HURRICANE WARNINGS: N. CAROLINA TO NEW JERSEY
Dire warnings are being issue in advance of Hurricane Irene. It will affect North Carolina tonight before moving to the Northeast with EXTRAORDINARY impacts expected.
Im from this area in which you speak. We had a super strong storm last night..Unlike any Ive seen ...further than I can remember. Lightening and thunder almost back to back for more than an hour.within a couple seconds of each other.Wind and rain just off the hook.Then it all just stopped completely.Now we wait for Irene. im 30 minutes off the water.
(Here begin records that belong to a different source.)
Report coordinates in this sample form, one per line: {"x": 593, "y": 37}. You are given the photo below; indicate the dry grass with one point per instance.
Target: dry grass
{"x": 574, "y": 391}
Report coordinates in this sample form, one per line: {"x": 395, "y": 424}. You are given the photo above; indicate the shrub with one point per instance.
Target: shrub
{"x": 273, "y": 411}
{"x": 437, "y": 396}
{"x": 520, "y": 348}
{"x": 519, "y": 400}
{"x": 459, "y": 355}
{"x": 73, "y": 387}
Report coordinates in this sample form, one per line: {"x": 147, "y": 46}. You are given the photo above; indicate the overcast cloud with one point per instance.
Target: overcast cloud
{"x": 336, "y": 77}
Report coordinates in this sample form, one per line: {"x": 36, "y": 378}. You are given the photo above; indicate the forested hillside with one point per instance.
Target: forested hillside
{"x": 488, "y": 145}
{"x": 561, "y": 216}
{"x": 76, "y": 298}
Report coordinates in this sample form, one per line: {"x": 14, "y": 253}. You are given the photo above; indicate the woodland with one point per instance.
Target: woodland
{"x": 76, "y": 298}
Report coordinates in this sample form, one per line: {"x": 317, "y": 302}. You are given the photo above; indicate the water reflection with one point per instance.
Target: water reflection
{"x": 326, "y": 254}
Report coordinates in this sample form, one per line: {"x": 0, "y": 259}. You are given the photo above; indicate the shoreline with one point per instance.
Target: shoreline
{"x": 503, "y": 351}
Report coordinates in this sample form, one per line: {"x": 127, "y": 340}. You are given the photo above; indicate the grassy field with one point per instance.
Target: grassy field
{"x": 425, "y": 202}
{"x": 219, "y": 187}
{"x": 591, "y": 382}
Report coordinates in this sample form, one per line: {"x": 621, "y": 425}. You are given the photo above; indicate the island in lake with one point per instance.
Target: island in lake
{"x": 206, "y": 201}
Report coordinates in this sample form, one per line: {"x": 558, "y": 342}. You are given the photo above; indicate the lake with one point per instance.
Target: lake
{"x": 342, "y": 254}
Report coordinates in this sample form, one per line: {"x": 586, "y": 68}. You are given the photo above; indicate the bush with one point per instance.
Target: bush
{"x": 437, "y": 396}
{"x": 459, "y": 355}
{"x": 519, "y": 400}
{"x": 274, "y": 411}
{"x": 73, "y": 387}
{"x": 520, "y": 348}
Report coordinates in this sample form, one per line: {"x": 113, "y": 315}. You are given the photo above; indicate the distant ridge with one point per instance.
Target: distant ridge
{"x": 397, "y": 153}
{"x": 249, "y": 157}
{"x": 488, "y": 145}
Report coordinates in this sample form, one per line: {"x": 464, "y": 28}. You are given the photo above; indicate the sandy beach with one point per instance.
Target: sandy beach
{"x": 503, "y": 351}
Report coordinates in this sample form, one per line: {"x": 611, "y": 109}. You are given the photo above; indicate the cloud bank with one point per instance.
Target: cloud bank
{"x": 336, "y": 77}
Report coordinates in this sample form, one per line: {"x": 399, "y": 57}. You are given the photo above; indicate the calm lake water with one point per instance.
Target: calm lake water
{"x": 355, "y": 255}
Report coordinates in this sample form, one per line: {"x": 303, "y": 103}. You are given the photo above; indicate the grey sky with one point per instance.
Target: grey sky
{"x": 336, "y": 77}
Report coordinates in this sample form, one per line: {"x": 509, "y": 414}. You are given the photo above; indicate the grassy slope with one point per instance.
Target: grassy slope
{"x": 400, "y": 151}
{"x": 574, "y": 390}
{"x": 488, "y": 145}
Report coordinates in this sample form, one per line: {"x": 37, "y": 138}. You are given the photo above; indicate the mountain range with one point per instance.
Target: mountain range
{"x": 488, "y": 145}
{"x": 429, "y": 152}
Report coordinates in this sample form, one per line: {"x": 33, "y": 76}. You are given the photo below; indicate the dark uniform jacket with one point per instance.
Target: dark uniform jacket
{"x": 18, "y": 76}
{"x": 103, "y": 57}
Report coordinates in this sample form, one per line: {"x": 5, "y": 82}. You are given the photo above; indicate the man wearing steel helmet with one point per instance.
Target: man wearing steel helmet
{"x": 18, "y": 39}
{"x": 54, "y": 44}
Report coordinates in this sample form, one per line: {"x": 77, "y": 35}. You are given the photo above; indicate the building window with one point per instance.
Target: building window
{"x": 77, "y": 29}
Originally posted by 12m8keall2c
Ouch. It looks like Virginia Beach and surrounding areas will be taking a direct CAT 3 hit from this one.
My mother and dad were camping down at Indian River, DE this week, she txtd last night that the park rangers were telling everyone they had to be out by 3pm today, they left last night around 8:30 or so.
Seems this one is really going to screw up the Chesapeake Bay ... just when it was finally getting back to where/what it was before the last one blew through.
batton down the hatches, those of you in the path of Irene. Stay safe and Be well.
My younger brother lives just outside of Ocean City [Willards, MD] and I've yet to get a hold of him to find out what their plans are.